In many neurodegenerative diseases the neurons of the brain are over-stimulated and this leads to their destruction. After many failed attempts and much scepticism this process was finally shown last year to be a possible basis for treatment in some patients with stroke. But very few targets for drugs to block this process are known.
In a new highly detailed study, researchers have discovered a previously missing link between over-stimulation and destruction of brain tissue, and shown that this might be a target for future drugs. This research, led by the A. I. Virtanen Institute at the University of Eastern Finland in collaboration with scientists from Lausanne University Hospital, University of Lausanne and the company Xigen Pharma AG, was published in the Journal of Neuroscience.

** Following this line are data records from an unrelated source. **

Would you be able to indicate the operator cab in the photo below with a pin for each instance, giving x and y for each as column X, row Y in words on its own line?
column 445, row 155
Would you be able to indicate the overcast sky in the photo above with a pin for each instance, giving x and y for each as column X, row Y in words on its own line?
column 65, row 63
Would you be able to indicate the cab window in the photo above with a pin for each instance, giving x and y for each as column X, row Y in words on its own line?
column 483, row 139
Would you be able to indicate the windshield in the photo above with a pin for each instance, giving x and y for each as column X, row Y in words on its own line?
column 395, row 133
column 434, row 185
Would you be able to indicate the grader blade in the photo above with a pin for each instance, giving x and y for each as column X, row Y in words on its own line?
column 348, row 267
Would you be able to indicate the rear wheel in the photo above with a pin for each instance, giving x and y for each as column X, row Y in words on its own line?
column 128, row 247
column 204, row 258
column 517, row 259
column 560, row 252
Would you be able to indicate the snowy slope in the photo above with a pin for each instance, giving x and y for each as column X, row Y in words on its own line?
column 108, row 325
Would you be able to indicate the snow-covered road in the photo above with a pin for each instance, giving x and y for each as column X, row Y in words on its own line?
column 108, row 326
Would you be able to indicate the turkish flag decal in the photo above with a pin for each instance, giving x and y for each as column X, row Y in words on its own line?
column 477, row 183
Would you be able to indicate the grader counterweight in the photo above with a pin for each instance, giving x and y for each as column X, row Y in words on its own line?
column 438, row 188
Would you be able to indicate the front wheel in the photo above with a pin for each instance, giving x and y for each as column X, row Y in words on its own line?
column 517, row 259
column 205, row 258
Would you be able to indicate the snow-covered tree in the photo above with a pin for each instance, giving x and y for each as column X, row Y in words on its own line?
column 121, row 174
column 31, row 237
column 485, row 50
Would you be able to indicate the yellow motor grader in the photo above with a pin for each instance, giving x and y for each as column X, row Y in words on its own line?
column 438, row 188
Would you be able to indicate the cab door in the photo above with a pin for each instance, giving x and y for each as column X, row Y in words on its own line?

What is this missing link? We have known for years that over-stimulated neurons produce nitric oxide molecules. Although this can activate a signal for destruction of cells, the small amount of nitric oxide produced cannot alone explain the damage to the brain. The team now show that a protein called NOS1AP links the nitric oxide that is produced to the damage that results.. NOS1AP binds an initiator of cell destruction called MKK3 and also moves within the cell to the source of nitric oxide when cells are over-activated.. The location of these proteins in cells causes them to convert the over-stimulation signal into a cell destruction response. The team designed a chemical that prevents NOS1AP from binding the source of nitric oxide. This reduces the cell destruction response in cells of the brain and as a result it limits brain lesions in rodents.
This translational research was funded mainly by the Academy of Finland, the European Union and the University of Eastern Finland and used the recently developed high-throughput imaging facilities at the A. I. Virtanen Institute. The researchers hope that continuation of their work could lead to improved treatments for diseases such as stroke, epilepsy and chronic conditions like Alzheimer's disease. As NOS1AP is associated with schizophrenia, diabetes and sudden cardiac death, future research in this area may assist the treatment of a wider range of diseases.